As the Toronto Star reported, the most recent poll from Janet Brown, a reputable independent pollster in Alberta, has the UCP winning 47 seats to the NDP’s 40, a significant improvement on her November 2021 poll that had the UCP taking just 35. Even two months ago, this didn’t seem plausible. A January 2022 poll from Angus Reid had the NDP ahead of the UCP by 11 points, as its quarterly polls had consistently shown since March 2021.
So how did the UCP rise from the dead? Oil prices, of course.
The party’s 2022 budget, which includes a projected surplus that would have been unfathomable even last fall, is premised on oil prices averaging $70. But oil prices are much higher than that right now and look set to surge even higher as Russia’s oil exports fall off the market.
Pierre Andurand, a veteran oil trader and market watcher, suggested they could go as high as $200 a barrel in 2022, while Amrita Sen, the founding partner and chief oil analyst at Energy Aspects, thinks $170 to $180 is in the cards. “We have never tested what the price would need to be [to destroy demand],” she said.
For the Alberta NDP, this would be an unqualified disaster. That’s because it would give the UCP an unprecedented windfall right when it needs to win back skeptical voters. As Finance Minister Travis Toews said recently, “The higher energy prices go and the more oilsands projects that move from each pre- to post-payout, the more sensitive the Alberta government royalty revenues become, relative to WTI prices.”
In 2021, each $1 change in the price of oil meant approximately $230 million more in Alberta’s treasury. But in 2022, because of those changes in the tax status of oilsands projects, it moves to $500 million.
If oil averages $100 a barrel for fiscal 2022, a figure that looks increasingly conservative, that will give the UCP $15 billion to play with. If it averages $120 a barrel, it will mean $25 billion. And while the party could theoretically use that to fund health care and education, it’s far more likely the UPC will try to find a way to put it directly into the pockets of Alberta voters. A one-time prosperity bonus of $1,000 for every man, woman and child in the province, for example, would cost just over $4 billion.
Would that be a crass act of political cynicism? Yes. Would it be effective? Also yes.
So far, at least, Rachel Notley's NDP doesn’t seem to sense the political danger associated with this tsunami of cash that could be headed its way. Last week, the NDP announced its intention to introduce a bill that would “invite all Albertans to invest directly in the growth of Alberta’s tech and AI sectors.” Encouraging people to invest in something as risky as venture capital seems more on brand for the UCP than the NDP, and it’s not obvious how this would put more than a tiny handful of votes into their column, if any.

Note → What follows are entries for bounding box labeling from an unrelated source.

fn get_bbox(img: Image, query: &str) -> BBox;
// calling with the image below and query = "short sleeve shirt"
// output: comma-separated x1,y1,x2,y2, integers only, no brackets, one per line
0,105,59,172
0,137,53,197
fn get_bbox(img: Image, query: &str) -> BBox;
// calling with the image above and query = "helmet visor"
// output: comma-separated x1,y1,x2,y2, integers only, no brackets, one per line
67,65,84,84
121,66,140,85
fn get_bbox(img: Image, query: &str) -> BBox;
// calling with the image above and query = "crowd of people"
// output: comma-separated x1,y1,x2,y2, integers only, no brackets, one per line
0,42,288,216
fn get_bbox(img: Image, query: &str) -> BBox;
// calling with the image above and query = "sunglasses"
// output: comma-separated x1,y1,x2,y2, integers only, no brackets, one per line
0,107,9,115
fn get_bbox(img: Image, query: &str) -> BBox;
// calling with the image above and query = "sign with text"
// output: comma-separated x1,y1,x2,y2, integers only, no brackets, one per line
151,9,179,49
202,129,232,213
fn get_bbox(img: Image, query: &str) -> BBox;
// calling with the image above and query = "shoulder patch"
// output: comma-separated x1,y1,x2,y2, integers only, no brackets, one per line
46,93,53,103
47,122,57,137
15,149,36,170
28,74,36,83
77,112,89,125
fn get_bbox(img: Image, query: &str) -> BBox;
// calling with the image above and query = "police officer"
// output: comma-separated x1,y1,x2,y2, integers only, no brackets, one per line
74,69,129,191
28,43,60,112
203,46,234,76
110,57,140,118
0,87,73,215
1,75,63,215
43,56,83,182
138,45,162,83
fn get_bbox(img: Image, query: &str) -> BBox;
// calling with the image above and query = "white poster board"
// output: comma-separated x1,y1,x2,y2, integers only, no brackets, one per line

Opinion: So far, at least, Rachel Notley's NDP doesn’t seem to sense the political danger associated with this tsunami of oil cash, writes columnist @maxfawcett.
The lack of urgency in both the NDP’s messaging and strategic thinking, on the other hand, is abundantly clear — and worrying if you’re someone who doesn’t want to see the UCP get re-elected.
Yes, it’s possible the UCP leadership vote on April 9 will lead to a fracture in the party that pits Kenney against Brian Jean and potentially splits the party into two. But that’s the political equivalent of buying a lottery ticket and hoping it can pay your mortgage. The NDP can’t afford to count on it and will almost certainly end up paying a high price if it does.
There’s still time for the party to craft a coherent message and communicate it to voters. The gusher of cash coming from the oil industry can just as easily be used to fund new schools, better infrastructure and a renewed relationship with Alberta’s nurses and doctors.
The NDP should make the argument it’s better equipped to spend and save those billions than the UCP, and that the money should be used to diversify the province away from fossil fuels instead of doubling down on them. But the longer the NDP waits to make those arguments, the less likely they are to resonate with voters.
If the NDP waits too long, it could easily cost the party an election it looked like they couldn’t lose.